На рисунке с соблюдением всех анатомических подробностей было изображено человеческое сердце. Чья-то безжалостная рука гасила в сердце, как в пепельнице, раскаленный хабарик сигареты. В бедном темно-красном с синими артериями сердце зияли уже прожженные дыры от других сигарет. Подписи под рисунком не было. И так все ясно. Андрюша отогнул полу белого халата и пощупал карман. «Беломор» он опять забыл купить.
Открылась дверь кабинета, и Алик помахал Андрюше рукой. В маленьком кабинетике на два стола в углу у стоячей железной вешалки, сидя, обувался толстый бородатый парень в грубом свитере.
— Садись, Андрюша. — Алик кивнул на свободный стул. — Коллега уступил нам на часик свой кабинет.
Парень крякнул и влез в высокий ботинок.
— Ключ сестре на посту оставьте.
— Всенепременно, — пообещал Алик, листая на столе тощую историю болезни.
Парень, крякнув, натянул второй ботинок, начал, пыхтя, с трудом зашнуровывать и, закончив, сказал с облегчением Алику:
— Ни черта там нет, коллега.
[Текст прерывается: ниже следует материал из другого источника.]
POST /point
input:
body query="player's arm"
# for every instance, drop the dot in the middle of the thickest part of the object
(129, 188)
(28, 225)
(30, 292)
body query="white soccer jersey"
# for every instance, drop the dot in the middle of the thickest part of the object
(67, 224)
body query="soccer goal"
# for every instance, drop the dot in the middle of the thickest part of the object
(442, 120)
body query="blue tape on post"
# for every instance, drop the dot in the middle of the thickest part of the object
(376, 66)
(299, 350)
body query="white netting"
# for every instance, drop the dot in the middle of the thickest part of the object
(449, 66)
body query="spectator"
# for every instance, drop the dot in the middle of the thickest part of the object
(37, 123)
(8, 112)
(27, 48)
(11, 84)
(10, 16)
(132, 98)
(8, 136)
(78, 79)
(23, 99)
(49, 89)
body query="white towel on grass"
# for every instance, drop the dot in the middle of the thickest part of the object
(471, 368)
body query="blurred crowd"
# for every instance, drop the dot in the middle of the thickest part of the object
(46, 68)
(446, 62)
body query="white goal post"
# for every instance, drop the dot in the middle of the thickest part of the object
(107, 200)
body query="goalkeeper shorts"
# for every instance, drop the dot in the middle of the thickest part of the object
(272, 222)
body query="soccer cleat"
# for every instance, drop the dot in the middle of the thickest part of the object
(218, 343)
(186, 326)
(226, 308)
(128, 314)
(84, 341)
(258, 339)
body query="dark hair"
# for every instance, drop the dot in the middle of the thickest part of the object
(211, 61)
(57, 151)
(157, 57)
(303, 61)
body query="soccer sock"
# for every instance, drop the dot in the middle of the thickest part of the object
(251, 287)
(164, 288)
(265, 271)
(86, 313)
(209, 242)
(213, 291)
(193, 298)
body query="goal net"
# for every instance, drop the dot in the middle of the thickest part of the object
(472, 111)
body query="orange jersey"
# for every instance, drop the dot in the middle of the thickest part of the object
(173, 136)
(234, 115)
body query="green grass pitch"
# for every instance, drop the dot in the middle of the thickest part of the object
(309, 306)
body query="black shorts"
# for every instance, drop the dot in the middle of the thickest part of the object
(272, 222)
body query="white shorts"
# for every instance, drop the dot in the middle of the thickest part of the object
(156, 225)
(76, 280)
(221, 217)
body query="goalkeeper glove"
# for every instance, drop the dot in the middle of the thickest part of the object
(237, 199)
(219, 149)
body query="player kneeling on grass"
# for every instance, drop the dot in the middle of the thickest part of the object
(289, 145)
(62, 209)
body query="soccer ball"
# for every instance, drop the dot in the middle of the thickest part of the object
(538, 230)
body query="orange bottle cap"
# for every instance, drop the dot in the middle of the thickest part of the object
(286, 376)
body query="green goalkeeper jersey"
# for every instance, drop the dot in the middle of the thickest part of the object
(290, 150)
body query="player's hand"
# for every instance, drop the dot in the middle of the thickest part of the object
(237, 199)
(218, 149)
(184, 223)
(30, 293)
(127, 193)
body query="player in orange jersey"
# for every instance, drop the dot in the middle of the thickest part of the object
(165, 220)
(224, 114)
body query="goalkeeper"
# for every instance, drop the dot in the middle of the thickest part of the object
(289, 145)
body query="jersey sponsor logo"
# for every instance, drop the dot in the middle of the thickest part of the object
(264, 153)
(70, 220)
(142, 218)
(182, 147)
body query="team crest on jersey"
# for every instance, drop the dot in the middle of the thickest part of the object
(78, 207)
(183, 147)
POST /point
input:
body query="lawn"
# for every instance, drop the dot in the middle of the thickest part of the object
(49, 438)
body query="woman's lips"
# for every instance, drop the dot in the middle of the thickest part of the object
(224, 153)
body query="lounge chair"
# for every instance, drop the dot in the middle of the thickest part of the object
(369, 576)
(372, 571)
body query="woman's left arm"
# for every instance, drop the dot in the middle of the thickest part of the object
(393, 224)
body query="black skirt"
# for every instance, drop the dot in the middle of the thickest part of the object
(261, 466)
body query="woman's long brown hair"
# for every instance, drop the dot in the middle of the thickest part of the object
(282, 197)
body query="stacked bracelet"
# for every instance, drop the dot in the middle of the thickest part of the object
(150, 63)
Сплошная дурь. Эта тетка здорова, как Минотавр. За сорок три года впервые в больнице и то по недоразумению, я считаю.
— Давленьице… Шумы в сердце, — протянул Алик, перелистнув страничку.
— Шумы от нее у нас, — зло сказал парень, — и в сердце, и в башке. Удивительная стерва, однако…
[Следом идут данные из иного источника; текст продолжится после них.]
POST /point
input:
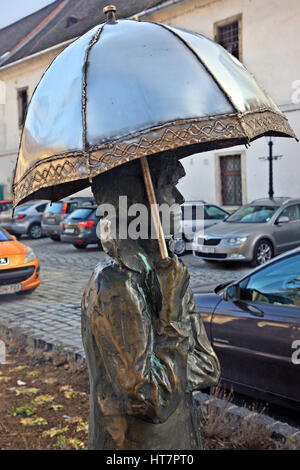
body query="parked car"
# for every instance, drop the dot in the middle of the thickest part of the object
(26, 219)
(253, 324)
(19, 267)
(79, 228)
(196, 216)
(255, 232)
(56, 212)
(5, 205)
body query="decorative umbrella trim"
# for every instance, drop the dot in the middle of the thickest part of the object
(73, 166)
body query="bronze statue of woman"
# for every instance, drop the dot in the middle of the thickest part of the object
(145, 342)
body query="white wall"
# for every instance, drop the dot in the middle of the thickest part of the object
(271, 51)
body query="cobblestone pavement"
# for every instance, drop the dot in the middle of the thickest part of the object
(52, 312)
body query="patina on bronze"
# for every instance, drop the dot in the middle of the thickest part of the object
(129, 89)
(145, 342)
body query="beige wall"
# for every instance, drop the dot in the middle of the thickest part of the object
(271, 51)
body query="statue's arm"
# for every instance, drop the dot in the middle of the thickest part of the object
(147, 371)
(203, 365)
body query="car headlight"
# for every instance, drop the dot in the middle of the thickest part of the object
(236, 241)
(30, 255)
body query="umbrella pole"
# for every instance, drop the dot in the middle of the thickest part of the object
(154, 208)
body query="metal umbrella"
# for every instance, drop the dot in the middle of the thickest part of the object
(127, 90)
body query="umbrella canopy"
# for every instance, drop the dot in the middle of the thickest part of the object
(129, 89)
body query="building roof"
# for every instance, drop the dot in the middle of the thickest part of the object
(60, 21)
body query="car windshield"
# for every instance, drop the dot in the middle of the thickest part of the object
(23, 208)
(252, 214)
(80, 214)
(4, 236)
(54, 208)
(5, 206)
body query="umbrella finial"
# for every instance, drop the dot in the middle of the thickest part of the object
(110, 12)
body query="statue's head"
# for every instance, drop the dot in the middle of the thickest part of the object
(123, 188)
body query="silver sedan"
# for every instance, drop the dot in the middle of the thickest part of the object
(255, 232)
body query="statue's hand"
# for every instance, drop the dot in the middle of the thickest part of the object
(173, 278)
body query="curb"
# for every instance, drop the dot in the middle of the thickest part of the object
(34, 342)
(234, 416)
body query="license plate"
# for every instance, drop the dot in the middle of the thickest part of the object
(206, 249)
(12, 289)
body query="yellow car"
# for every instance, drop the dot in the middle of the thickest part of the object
(19, 266)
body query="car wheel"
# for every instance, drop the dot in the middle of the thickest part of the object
(35, 231)
(79, 246)
(179, 246)
(263, 252)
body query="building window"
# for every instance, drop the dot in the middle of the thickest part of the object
(22, 105)
(231, 180)
(72, 20)
(228, 34)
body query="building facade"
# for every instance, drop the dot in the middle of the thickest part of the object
(262, 34)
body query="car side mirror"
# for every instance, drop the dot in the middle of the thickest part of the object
(283, 220)
(231, 293)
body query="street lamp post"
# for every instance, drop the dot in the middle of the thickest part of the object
(271, 190)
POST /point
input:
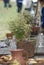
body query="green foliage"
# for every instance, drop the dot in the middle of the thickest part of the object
(21, 27)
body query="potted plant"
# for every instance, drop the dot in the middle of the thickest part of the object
(21, 28)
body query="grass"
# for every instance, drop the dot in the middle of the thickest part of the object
(6, 15)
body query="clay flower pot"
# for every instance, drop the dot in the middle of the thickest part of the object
(18, 55)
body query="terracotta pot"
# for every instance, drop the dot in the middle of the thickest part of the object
(18, 55)
(9, 35)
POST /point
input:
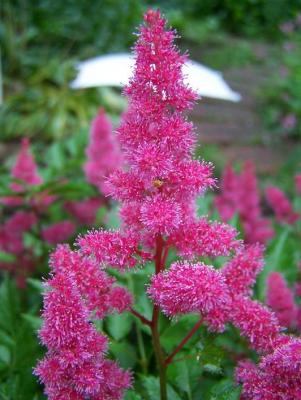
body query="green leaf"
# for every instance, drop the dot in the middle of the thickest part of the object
(7, 257)
(125, 353)
(152, 387)
(131, 395)
(119, 325)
Андрюша сообразил, что они говорят о Марининой маме. Алик засмеялся:
— С красивыми женщинами это часто случается, коллега.
Парень встал. Покачался в добротных, непромокаемых башмаках.
— Не часто — а всегда! Правило без исключений, коллега. Тетке сорок три, а фигурка как у девочки, хоть сейчас под венец, и деньжищ куры не клюют.
— Ну да? — удивился Алик.
— Что ты! — фыркнул толстяк. — Ты бы посмотрел, на каких машинах к ней хахаль подъезжает, а какая охрана.
Алик перестал листать историю болезни и спросил с интересом:
— Плотный такой? Лысый? Румяный?
— Он, — кивнул толстяк, — она его называет Гоша.
Алик незаметно подмигнул Андрюше: мол, секи! А толстяку сказал:
— Очень интересно.
— Ну-у. — Толстяк надел куртку с капюшоном.— Целуются взасос при всех, как школьники. Вся больница прибегает смотреть, когда он приезжает.
— Как интересно, — уже невесело покачал головой Алик.
— Бай-бай, коллега.— Толстяк открыл дверь, но потом осторожно прикрыл ее.— Коллега, до меня только дошло.— Он постучал себя толстым пальцем по лбу.
— Ну-у? — в тон ему спросил Алик.
— Ты же у Татарского работаешь, в Бехтеревке?
— Ну-у.
— У него раньше ассистентом Саша Ольшанский работал, высокий такой, плотный, с бородой. На меня немного похож.
Алик оценил парня с ног до головы:
— Ты прав. Что-то есть, — и снова уткнулся в историю.